On Linear Estimators for some Stable Vectors
Rayan Chouity, Charbel Hannoun, Jihad Fahs, Ibrahim Abou-Faycal
TL;DR
The paper addresses estimating a symmetric $S\alpha S$ variable $X$ from an observation $Y$ under two dependency models: a linear-mix of independent $S\alpha S$ components and an elliptically contoured sub-Gaussian $S\alpha S$ vector. It proves that the conditional mean $\mathsf{E}[X|Y=y]$ is linear in $Y$ in both models and derives dispersion-optimal linear estimators, showing that these estimators differ from the Gaussian case in the linear-mix model but coincide with the Gaussian result in the sub-Gaussian model. In the sub-Gaussian setting, the conditional mean, dispersion-optimal linear estimator, and MAP estimator all align with a single coefficient $\beta=\rho\frac{\sigma_{G_1}}{\sigma_{G_2}}$, highlighting an elegant heavy-tailed extension of Gaussian linear estimation.
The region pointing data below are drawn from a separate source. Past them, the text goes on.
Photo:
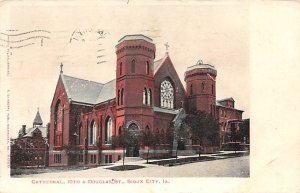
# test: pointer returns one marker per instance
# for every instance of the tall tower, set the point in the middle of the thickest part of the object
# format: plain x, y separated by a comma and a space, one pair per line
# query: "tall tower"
134, 81
201, 87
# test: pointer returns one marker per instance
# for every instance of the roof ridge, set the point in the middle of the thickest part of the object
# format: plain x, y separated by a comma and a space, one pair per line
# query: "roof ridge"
109, 81
83, 79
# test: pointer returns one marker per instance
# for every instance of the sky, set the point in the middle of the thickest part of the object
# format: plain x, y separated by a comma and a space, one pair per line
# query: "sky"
83, 38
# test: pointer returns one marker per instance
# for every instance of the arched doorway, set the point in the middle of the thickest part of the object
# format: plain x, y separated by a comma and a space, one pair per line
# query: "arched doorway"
132, 142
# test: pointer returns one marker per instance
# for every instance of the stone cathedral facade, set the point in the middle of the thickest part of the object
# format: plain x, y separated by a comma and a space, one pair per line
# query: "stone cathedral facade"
145, 94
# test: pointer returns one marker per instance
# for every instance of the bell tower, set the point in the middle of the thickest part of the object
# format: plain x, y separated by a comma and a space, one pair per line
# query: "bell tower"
135, 80
201, 87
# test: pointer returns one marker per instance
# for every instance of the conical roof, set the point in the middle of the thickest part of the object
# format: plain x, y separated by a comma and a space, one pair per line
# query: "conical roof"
37, 120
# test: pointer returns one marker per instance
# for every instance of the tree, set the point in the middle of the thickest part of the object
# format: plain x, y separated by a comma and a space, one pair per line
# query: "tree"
204, 128
180, 133
126, 139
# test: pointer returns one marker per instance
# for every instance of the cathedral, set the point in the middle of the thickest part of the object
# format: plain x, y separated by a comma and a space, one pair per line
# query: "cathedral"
146, 94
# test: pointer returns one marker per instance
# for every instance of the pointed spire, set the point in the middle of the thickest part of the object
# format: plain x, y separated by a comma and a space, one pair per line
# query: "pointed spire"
61, 68
37, 120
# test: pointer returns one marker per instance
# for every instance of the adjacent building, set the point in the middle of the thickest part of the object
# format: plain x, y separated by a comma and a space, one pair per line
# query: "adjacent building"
30, 149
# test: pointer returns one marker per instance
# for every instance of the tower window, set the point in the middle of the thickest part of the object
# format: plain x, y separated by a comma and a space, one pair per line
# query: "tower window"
166, 94
145, 96
108, 131
147, 68
121, 68
122, 96
149, 97
133, 66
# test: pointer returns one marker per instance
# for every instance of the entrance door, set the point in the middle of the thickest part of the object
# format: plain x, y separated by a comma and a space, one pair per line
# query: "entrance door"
132, 144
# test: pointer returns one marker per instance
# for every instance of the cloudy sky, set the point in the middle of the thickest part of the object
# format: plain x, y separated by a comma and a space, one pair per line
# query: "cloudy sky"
83, 38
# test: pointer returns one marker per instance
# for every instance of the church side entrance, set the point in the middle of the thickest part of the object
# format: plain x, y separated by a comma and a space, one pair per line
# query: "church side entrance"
132, 145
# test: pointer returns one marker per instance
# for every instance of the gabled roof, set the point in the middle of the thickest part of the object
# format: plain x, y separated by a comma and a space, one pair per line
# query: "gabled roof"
218, 104
164, 110
135, 37
158, 63
30, 131
108, 92
37, 120
89, 92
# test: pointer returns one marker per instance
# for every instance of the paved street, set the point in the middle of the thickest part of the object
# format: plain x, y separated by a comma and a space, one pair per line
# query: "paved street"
231, 167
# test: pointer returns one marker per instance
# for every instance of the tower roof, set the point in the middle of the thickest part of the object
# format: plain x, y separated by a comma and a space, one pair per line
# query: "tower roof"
200, 65
37, 120
135, 37
203, 67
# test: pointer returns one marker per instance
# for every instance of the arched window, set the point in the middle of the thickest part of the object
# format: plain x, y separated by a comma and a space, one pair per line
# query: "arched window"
119, 97
147, 68
108, 130
166, 94
133, 66
122, 96
79, 134
58, 123
120, 130
145, 96
149, 97
121, 68
202, 87
92, 133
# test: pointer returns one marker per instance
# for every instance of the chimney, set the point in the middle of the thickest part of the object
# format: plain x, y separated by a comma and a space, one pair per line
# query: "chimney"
24, 129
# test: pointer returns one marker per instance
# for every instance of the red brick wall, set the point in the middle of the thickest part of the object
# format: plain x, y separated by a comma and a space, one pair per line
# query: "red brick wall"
134, 83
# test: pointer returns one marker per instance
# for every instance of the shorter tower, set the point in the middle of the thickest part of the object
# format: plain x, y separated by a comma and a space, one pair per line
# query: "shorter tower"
201, 88
37, 120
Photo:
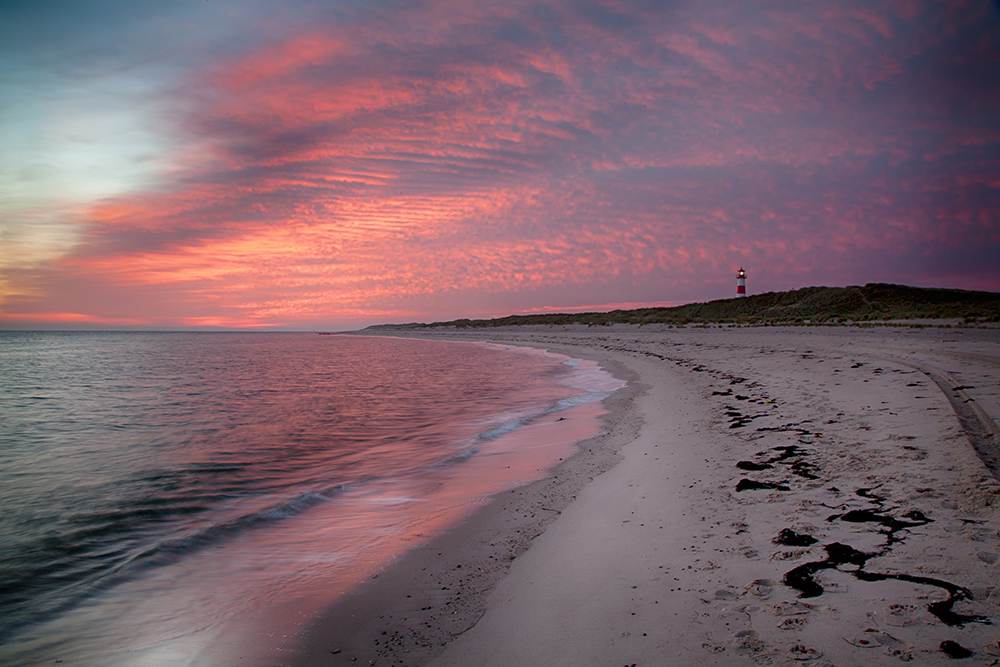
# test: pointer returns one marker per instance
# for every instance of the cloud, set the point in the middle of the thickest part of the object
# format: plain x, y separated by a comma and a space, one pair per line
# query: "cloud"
443, 157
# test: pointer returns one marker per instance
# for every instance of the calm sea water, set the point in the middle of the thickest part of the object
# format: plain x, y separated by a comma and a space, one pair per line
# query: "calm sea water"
193, 498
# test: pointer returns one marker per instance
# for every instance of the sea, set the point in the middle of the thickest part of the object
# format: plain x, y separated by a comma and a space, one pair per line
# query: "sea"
199, 498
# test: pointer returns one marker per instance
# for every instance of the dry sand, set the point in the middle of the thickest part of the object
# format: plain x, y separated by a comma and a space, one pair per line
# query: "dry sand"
767, 495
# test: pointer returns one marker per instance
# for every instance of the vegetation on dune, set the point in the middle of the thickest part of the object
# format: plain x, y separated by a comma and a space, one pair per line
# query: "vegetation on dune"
810, 305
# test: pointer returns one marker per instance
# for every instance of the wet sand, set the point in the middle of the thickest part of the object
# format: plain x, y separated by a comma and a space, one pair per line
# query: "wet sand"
761, 496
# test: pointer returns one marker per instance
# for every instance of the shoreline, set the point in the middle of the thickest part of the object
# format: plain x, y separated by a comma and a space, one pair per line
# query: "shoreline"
796, 407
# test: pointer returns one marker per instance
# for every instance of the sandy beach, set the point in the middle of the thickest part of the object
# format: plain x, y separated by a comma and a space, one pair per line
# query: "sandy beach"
805, 495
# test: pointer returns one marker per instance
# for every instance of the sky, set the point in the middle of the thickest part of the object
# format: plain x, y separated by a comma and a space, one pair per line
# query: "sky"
335, 164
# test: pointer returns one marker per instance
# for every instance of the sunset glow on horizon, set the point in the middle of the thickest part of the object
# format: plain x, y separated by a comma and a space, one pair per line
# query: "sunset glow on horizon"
335, 165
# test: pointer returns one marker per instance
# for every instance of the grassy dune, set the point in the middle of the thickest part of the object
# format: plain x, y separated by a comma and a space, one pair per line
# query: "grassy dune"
871, 303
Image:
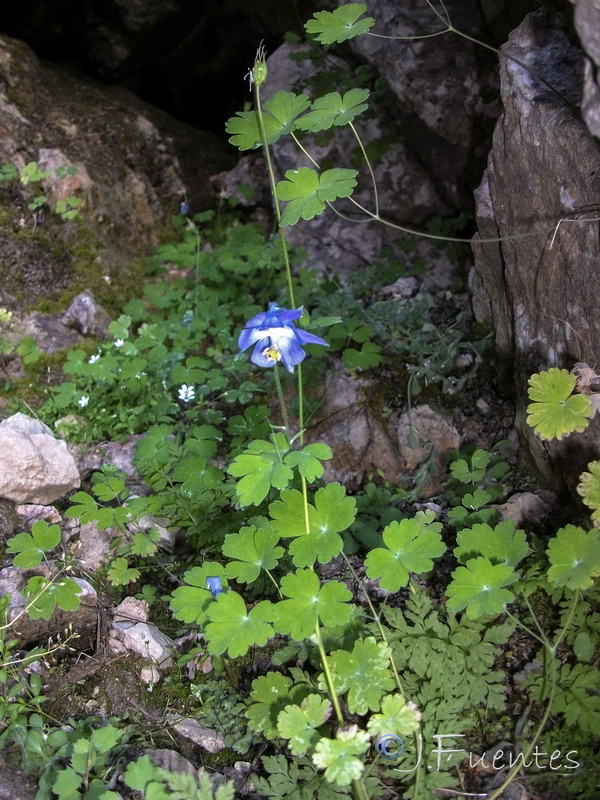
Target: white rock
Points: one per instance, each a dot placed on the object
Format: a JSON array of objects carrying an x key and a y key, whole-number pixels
[
  {"x": 34, "y": 467},
  {"x": 150, "y": 675},
  {"x": 21, "y": 422},
  {"x": 204, "y": 737},
  {"x": 131, "y": 610},
  {"x": 424, "y": 434},
  {"x": 144, "y": 639}
]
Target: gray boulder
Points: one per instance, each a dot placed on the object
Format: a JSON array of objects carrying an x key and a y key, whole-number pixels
[
  {"x": 538, "y": 287},
  {"x": 34, "y": 466}
]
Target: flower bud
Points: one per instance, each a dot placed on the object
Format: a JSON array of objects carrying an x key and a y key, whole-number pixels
[{"x": 259, "y": 70}]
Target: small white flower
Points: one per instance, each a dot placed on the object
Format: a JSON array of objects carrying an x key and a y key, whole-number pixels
[{"x": 186, "y": 393}]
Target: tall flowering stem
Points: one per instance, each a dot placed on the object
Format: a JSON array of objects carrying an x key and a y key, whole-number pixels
[{"x": 258, "y": 77}]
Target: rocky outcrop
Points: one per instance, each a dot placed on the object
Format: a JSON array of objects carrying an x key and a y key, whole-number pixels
[
  {"x": 179, "y": 54},
  {"x": 427, "y": 131},
  {"x": 34, "y": 466},
  {"x": 134, "y": 165},
  {"x": 538, "y": 286}
]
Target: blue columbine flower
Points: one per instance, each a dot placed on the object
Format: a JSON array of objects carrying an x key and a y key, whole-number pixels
[
  {"x": 276, "y": 338},
  {"x": 214, "y": 586}
]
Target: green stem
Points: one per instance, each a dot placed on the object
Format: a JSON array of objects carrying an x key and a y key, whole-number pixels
[
  {"x": 328, "y": 676},
  {"x": 376, "y": 617},
  {"x": 286, "y": 422},
  {"x": 551, "y": 652},
  {"x": 359, "y": 790},
  {"x": 288, "y": 272},
  {"x": 369, "y": 167},
  {"x": 273, "y": 182},
  {"x": 274, "y": 582}
]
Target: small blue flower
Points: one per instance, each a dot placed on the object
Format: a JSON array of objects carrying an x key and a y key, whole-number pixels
[
  {"x": 214, "y": 586},
  {"x": 276, "y": 338}
]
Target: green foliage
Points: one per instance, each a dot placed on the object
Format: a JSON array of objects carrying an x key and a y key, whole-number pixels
[
  {"x": 412, "y": 546},
  {"x": 309, "y": 604},
  {"x": 32, "y": 549},
  {"x": 340, "y": 25},
  {"x": 333, "y": 109},
  {"x": 296, "y": 780},
  {"x": 306, "y": 192},
  {"x": 251, "y": 551},
  {"x": 87, "y": 757},
  {"x": 157, "y": 783},
  {"x": 555, "y": 412},
  {"x": 270, "y": 695},
  {"x": 280, "y": 118},
  {"x": 45, "y": 595},
  {"x": 575, "y": 558},
  {"x": 452, "y": 656},
  {"x": 351, "y": 667},
  {"x": 589, "y": 488},
  {"x": 364, "y": 673},
  {"x": 576, "y": 695},
  {"x": 331, "y": 513},
  {"x": 234, "y": 629},
  {"x": 502, "y": 544},
  {"x": 299, "y": 724},
  {"x": 339, "y": 757}
]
Overall, the work clarifies when linear estimators remain Bayes-optimal under heavy-tailed dependence and identifies elliptical sub-Gaussian $S\alpha S$ as the natural heavy-tailed analogue to Gaussian linear estimation.
Abstract
We consider the estimation problem for jointly stable random variables. Under two specific dependency models: a linear transformation of two independent stable variables and a sub-Gaussian symmetric $α$-stable (S$α$S) vector, we show that the conditional mean estimator is linear in both cases. Moreover, we find dispersion optimal linear estimators. Interestingly, for the sub-Gaussian (S$α$S) vector, both estimators are identical generalizing the well-known Gaussian result of the conditional mean being the best linear minimum-mean square estimator.